Salaires (France) — indicatifs
Les salaires varient fortement selon la région, la taille de l'entreprise, la spécialisation (restauration patrimoniale, préfabrication, haute montagne) et le statut (salarié vs indépendant). Les montants ci‑dessous sont des ordres de grandeur observés en France métropolitaine :
| Statut / Niveau | Fourchette indicative (brut / mois) |
|---|---|
| Débutant (apprenti sorti de CAP/BEP) | En général proche du SMIC à légèrement supérieur — ordre de grandeur 1 600–2 100 € |
| Confirmé (quelques années d'expérience) | Souvent 2 000–3 000 €, selon responsabilités et région |
| Expérimenté / Chef d'équipe / Autonome | 2 800–4 000 € et plus si entrepreneur ou spécialiste (valeurs très variables) |
Remarque : pour un travailleur indépendant, la rémunération nette dépendra fortement du carnet de commandes, des charges et du positionnement tarifaire.
Conditions de travail
- Horaires : souvent en journée classique, mais astreintes possibles, travail saisonnier selon météo (retard possible en hiver).
- Rythme : physique, port de charges, travail en hauteur, manutention régulière.
- Terrain vs bureau : majorité du temps sur chantier et en atelier, interventions ponctuelles au bureau pour métrés/diagnostics ou en bureau d'études pour les postes plus techniques.
- Mobilité : déplacements fréquents entre chantiers ; permis B souvent nécessaire.
Débouchés et tensions de recrutement
La construction bois et la rénovation énergétique ont soutenu la demande de charpentiers ces dernières années. De nombreuses entreprises peinent à recruter des profils qualifiés, notamment pour la préfabrication ossature bois et la restauration du patrimoine. Les tensions sont plus marquées dans certaines régions et pour les postes qualifiés : chefs d'atelier, charpentiers-poseurs, spécialistes CLT/lamellé-collé.
Enjeux actuels
- Transition écologique : bois comme matériau bas‑carbone, développement du massif bois structurel (CLT), économie circulaire et provenance durable des essences.
- Digitalisation et préfabrication : usage accru du BIM, machines CNC et process industriels pour gagner en productivité et précision.
- Automatisation partielle : outils numériques d'optimisation du débit et usinage automatisé modifient l'organisation atelier/chantier.
- Sécurité : prévention des risques liés au travail en hauteur et manutention, respect des règles anti-incendie pour les constructions bois.
- Maintenance et réemploi : intégration des pratiques de démontabilité et réemploi des éléments bois dans la chaîne de valeur.

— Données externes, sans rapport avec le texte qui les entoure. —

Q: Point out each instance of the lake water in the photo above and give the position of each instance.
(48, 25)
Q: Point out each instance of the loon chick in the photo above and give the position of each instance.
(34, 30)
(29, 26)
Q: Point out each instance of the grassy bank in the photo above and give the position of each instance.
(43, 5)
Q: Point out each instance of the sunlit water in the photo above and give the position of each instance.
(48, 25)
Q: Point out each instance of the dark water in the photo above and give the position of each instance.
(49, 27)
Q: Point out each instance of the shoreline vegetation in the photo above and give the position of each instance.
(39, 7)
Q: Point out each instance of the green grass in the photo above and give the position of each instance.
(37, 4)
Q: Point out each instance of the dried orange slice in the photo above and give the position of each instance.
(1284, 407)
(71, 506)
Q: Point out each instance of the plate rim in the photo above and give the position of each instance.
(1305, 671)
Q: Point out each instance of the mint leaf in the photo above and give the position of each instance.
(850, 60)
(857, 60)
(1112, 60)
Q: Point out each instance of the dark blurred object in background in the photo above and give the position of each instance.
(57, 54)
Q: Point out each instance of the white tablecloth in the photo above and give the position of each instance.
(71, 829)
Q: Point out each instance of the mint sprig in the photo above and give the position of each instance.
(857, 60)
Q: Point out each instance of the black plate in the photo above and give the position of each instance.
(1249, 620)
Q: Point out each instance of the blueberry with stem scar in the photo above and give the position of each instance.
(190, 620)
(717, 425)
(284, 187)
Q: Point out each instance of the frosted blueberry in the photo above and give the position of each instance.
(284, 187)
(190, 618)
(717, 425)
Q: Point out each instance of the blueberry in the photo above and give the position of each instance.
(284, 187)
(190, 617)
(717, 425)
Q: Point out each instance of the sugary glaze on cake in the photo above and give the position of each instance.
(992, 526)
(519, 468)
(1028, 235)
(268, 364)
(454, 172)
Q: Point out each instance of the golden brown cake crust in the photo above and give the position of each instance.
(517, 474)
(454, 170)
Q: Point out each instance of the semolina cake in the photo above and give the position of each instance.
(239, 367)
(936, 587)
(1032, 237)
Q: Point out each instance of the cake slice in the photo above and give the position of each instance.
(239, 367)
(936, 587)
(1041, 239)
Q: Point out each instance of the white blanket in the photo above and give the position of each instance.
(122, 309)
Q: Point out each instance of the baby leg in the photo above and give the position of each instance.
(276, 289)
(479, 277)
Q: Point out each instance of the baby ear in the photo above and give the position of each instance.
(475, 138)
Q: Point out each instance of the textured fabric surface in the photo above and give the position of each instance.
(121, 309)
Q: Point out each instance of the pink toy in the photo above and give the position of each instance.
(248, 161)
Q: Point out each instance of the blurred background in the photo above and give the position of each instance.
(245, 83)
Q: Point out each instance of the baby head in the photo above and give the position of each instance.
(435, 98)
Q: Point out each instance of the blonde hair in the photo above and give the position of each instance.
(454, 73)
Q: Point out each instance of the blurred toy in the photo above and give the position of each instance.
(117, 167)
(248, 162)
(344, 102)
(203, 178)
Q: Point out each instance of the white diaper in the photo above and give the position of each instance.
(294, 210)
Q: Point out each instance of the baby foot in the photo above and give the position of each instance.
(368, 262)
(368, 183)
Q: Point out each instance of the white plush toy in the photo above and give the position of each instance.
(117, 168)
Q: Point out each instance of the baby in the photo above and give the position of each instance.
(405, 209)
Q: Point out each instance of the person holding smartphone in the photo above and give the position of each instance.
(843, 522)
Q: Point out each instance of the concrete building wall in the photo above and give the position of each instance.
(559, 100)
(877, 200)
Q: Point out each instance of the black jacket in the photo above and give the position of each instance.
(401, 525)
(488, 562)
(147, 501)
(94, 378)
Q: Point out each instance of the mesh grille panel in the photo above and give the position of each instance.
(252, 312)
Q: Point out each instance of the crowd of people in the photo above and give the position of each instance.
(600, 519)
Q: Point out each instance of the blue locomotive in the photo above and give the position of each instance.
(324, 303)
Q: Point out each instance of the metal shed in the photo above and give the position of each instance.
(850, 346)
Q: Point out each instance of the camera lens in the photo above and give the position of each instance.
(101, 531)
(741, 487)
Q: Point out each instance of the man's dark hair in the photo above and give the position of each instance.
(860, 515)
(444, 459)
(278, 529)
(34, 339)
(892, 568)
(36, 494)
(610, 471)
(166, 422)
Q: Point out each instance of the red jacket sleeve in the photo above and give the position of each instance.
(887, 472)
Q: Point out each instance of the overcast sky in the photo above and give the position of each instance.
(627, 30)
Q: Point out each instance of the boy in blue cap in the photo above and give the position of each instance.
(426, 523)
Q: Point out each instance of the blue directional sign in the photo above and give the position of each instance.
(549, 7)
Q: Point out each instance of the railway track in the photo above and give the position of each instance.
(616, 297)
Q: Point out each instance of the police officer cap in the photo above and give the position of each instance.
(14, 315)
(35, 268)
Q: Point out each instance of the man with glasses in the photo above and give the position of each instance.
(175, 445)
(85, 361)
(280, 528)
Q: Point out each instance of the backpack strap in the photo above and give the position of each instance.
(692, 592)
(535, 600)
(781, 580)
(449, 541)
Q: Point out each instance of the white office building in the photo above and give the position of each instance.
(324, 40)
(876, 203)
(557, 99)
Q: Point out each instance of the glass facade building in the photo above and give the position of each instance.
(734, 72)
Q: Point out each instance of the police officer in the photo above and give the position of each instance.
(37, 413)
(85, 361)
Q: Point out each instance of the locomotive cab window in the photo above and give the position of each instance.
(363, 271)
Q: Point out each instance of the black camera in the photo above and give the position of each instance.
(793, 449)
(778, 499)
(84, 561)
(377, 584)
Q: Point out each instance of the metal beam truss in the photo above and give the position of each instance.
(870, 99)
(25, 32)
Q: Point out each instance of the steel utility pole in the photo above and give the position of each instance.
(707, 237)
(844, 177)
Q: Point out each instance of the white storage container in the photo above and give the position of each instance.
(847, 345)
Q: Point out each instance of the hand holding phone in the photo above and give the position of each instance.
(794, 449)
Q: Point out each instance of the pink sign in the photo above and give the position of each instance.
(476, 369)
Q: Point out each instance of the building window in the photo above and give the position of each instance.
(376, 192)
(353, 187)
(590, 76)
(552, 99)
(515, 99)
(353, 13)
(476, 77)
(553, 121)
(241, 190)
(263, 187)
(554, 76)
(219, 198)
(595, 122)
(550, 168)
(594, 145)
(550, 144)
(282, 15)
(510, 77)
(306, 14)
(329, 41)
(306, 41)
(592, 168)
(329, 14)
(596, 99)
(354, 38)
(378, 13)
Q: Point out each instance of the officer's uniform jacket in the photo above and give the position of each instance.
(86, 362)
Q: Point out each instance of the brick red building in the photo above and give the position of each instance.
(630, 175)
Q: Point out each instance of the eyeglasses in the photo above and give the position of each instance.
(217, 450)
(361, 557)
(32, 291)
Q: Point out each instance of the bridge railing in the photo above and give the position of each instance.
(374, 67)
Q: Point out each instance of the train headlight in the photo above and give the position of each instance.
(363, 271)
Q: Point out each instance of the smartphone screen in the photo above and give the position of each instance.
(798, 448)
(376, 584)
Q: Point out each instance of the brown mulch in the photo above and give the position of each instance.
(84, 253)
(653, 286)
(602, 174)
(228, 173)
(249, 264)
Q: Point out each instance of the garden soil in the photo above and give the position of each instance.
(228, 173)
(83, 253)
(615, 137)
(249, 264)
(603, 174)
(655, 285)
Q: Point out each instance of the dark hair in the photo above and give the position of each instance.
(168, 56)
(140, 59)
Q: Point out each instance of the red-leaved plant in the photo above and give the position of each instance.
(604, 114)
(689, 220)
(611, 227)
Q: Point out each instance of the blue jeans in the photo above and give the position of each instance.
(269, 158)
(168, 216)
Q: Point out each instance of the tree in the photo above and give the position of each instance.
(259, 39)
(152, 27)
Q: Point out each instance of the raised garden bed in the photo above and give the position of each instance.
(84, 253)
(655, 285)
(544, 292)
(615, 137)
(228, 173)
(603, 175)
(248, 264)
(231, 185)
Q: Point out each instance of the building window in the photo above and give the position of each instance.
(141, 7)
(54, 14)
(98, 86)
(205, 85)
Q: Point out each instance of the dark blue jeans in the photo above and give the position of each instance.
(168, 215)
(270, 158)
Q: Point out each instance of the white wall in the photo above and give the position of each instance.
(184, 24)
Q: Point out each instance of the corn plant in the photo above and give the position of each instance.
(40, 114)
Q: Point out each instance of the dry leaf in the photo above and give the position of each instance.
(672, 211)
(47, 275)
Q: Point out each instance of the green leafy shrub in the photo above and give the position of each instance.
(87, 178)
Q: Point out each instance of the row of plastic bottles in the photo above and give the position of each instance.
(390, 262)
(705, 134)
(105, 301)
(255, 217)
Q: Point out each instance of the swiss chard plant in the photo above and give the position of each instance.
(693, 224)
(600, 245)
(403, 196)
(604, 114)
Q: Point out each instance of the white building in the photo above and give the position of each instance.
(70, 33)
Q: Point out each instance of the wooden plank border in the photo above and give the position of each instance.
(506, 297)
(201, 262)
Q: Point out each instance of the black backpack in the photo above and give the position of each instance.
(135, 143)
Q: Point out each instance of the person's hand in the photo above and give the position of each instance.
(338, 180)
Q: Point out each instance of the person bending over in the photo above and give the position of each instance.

Erreurs fréquentes / idées reçues
- "Le charpentier fait que des toits" — En réalité il intervient sur de nombreuses structures : ossatures, planchers, escaliers, charpente métallique mixte, éléments préfabriqués.
- "Métier manuel uniquement" — Le métier intègre désormais des compétences numériques (dessin 2D/3D, optimisation, CNC, BIM).
- "Salaire bas" — Si les débutants peuvent démarrer près du SMIC, les profils qualifiés, chefs d'équipe et entrepreneurs peuvent atteindre des rémunérations confortables selon le marché local.
- "Peu d'avenir face à l'automatisation" — L'automatisation transforme les tâches mais la pose sur chantier, l'adaptation et la rénovation resteront très humaines ; la préfabrication crée aussi de nouveaux emplois qualifiés.
Conseils pratiques pour se lancer
- Commencer par un CAP ou un apprentissage en entreprise pour acquérir le terrain et valider son intérêt pour le métier.
- S'informer sur les nouvelles techniques (ossature bois, CLT) et se former au numérique (BIM, DAO) pour augmenter son employabilité.
- Obtenir les habilitations travail en hauteur et CACES nacelle si vous souhaitez monter des équipes ou vous positionner sur des chantiers variés.
- Pour les passionnés de patrimoine, compléter sa formation avec des modules sur les techniques anciennes et les pathologies du bois.
Le métier de charpentier bois combine savoir-faire traditionnel et innovations techniques. Pour ceux qui aiment travailler la matière, relever des défis structurels et évoluer dans un secteur porté par la transition écologique, c'est une voie porteuse avec de réelles perspectives d'évolution vers des postes techniques, managériaux ou entrepreneuriaux.